As a fitness professional I get asked this question a lot. You work so hard in the gym and you can’t figure out, why the scale sometimes doesn’t do the justice to the workout you just did. Either you just did fasted sweaty cardio session or lift all the weights in the gym, you are still heavier than you were before the workout. Doesn’t make sense, right? Let’s look at what actually happens to your body, when you work out. Does it make a difference, if you do cardio or strength train? Will HIIT make you lighter after the work out?
DURING THE WORKOUT. Within first 10 minutes of your workout, you will notice increase in your heart rate. This instantly brings more blood to your brain, making you more alert. With stress endorphins are released. They decrease feeling of pain, lead to feeling of euphoria, modulation of appetite and enhance the immune response. Think of endorphins as natural morphine. They interact with the same opiate receptors in the brain to reduce our perception of pain.
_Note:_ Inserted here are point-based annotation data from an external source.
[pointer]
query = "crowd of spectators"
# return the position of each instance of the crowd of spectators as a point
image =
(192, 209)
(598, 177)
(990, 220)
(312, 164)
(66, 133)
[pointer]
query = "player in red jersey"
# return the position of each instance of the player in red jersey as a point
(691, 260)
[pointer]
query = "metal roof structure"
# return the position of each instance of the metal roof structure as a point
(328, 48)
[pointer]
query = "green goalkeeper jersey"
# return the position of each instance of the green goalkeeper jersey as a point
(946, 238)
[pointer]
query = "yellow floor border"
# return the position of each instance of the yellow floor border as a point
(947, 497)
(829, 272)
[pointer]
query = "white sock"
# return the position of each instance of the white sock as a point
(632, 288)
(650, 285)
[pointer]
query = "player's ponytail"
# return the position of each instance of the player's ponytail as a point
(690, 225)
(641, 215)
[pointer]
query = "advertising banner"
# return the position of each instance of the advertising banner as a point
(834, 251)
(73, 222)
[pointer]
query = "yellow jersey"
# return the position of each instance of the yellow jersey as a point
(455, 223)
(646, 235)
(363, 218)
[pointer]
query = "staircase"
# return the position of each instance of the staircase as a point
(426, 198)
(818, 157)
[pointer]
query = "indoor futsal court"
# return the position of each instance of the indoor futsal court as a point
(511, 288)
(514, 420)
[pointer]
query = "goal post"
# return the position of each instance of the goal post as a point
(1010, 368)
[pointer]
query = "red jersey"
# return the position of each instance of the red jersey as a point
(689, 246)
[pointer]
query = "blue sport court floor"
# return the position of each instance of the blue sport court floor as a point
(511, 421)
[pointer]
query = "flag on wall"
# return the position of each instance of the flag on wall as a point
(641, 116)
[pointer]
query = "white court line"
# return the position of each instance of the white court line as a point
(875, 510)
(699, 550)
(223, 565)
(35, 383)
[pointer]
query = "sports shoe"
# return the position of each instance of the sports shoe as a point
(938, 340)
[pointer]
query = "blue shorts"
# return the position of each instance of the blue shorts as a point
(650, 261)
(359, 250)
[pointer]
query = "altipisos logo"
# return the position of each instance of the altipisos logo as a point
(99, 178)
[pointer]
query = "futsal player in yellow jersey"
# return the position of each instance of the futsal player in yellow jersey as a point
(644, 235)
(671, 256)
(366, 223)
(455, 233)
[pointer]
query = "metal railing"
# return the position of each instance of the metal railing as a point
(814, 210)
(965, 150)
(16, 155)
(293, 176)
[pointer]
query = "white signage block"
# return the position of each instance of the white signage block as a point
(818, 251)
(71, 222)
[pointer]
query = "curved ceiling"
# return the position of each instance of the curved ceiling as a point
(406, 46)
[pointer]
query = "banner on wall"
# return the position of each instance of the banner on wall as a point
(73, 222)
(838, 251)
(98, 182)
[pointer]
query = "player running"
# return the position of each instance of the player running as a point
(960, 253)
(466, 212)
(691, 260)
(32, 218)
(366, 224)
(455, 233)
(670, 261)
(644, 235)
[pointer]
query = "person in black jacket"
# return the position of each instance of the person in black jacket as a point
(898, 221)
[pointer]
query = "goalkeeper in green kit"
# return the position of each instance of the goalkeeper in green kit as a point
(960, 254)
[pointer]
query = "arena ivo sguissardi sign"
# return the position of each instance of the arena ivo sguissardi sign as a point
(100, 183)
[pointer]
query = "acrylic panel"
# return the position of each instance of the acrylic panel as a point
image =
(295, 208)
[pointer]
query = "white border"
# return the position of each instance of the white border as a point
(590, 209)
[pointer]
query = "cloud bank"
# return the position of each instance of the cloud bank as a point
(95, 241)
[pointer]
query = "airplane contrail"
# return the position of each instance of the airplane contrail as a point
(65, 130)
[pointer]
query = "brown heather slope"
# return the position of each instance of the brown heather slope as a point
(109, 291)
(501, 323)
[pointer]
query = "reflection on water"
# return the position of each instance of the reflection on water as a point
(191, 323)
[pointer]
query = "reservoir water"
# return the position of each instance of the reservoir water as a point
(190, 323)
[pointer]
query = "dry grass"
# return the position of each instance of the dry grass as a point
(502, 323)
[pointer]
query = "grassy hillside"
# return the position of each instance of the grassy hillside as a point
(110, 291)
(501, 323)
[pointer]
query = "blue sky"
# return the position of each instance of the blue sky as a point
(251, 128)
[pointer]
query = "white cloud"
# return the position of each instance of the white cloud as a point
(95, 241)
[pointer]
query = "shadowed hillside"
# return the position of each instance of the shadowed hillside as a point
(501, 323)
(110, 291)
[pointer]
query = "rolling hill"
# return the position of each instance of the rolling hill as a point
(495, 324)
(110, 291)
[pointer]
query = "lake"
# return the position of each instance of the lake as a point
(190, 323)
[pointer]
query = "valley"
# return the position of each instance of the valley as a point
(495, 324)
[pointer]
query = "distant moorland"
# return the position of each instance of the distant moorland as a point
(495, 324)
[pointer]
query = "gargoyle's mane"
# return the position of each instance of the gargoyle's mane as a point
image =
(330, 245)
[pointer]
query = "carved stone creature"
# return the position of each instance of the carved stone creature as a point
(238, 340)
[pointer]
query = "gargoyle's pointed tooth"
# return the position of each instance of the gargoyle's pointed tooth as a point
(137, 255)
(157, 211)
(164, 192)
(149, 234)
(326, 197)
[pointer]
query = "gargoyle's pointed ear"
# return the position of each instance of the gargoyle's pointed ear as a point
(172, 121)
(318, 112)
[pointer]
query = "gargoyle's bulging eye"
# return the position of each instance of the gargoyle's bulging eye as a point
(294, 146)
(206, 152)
The big difference though is the activation of the opiate receptors by the body’s endorphins, which does not lead to addiction or dependence like morphine does.
Depending on the intensity and duration of your workout, your body will use different energy systems, to keep you going. Blood transfers from your liver and digestive system to skeletal muscles (up to 20 times more blood), slowing down your digestion. Hormones tell the body to convert fat into glucose. Glucose is the sugar body stores from foods we eat in the form of glycogen. Your body uses adenosine triphosphate (ATP), but it only has small stores of both, glucose and ATP, so after it runs out of it, it will require extra oxygen to create more ATP. More blood is pumped to the exercising muscles to deliver additional oxygen. Without enough oxygen, lactic acid will form instead. Muscles generate lactic-acid as a byproduct of intense exercise. As lactic acid builds up, your pH of the blood around muscles drops, which causes fatigue and prevents you from continuing to exercise. You know that burn you feel? That’s a sign your muscles need to stop contracting to effectively metabolize build-up of lactic acid. Your diaphragm is a hard worker as well. It can pull in 15 times more oxygen than at rest.
RIGHT AFTER THE WORKOUT. One of the biggest factors in weight gain immediately after the workout is fluid retention. If you lose 4oz of sweat per workout and drink 20oz of fluids, you will have excess of 16oz in you. Eventually, if you are not dehydrated, your body will get rid of the access water, but it might not happen right after you stop working out. Another cause of water retention can be dehydration too. If you don’t drink enough fluids, your body will trigger survival mechanism and retain the fluids you already have in your body. But all that should go away, within the next few days. And then there is DOMS. Delayed onset muscle soreness. It is soreness you feel 24-48 hours after you workout. During the workout, you tear your muscles, which is necessary in muscle growth process. Those little tears in your muscle fibers can cause slight swelling, resulting in water retention within the muscle. Immediately after the workout your body will try to get to a resting state as quickly as possible. The fitter you get the faster this process is. All the body functions that slowed down during the workout, will now speed up (including your digestion) and vice versa. Interestingly, during this process there is typically an over-reaching effect, where the body doesn’t just go back to “normal” pre-exercise levels, but it actually overcompensates. For example, when you exercise your heart activity is elevated as well as resistance within the blood vessels, which results in increased blood pressure. However, after the workout some people can experience “post-workout hypotension” (low blood pressure).
FEW WEEKS AFTER STARTING REGULAR EXERCISE. Over the next few weeks, you’ll slowly start to build up production of mitochondria via a process called mitochondrial biogenesis. Mitochondria are the parts of your cells that convert carbs, fat, and protein into fuel that your muscles use to do their job. After six to eight weeks you can increase your mitochondria by up to 50%. With more mitochondria in your cells, you’ll start to feel fitter and your endurance will increase. This means running three miles, will no longer feel as difficult as it did during that first week. It takes about 2 weeks to start seeing some results, if you follow a healthy nutrition plan. But since we are all very unique, some people might see it before others. After one year of regular exercise, your bones will be denser, which reduces your risk of osteoporosis. In fact, researchers have shown that regular resistance training, when combined with aerobic exercise, can actually reverse the effects of osteoporosis after 12 months.
Now find that workout routine, that makes you happy and enjoy all the benefits of exercising. And don’t step on the scale immediately after, expecting lower number on the scale 😉.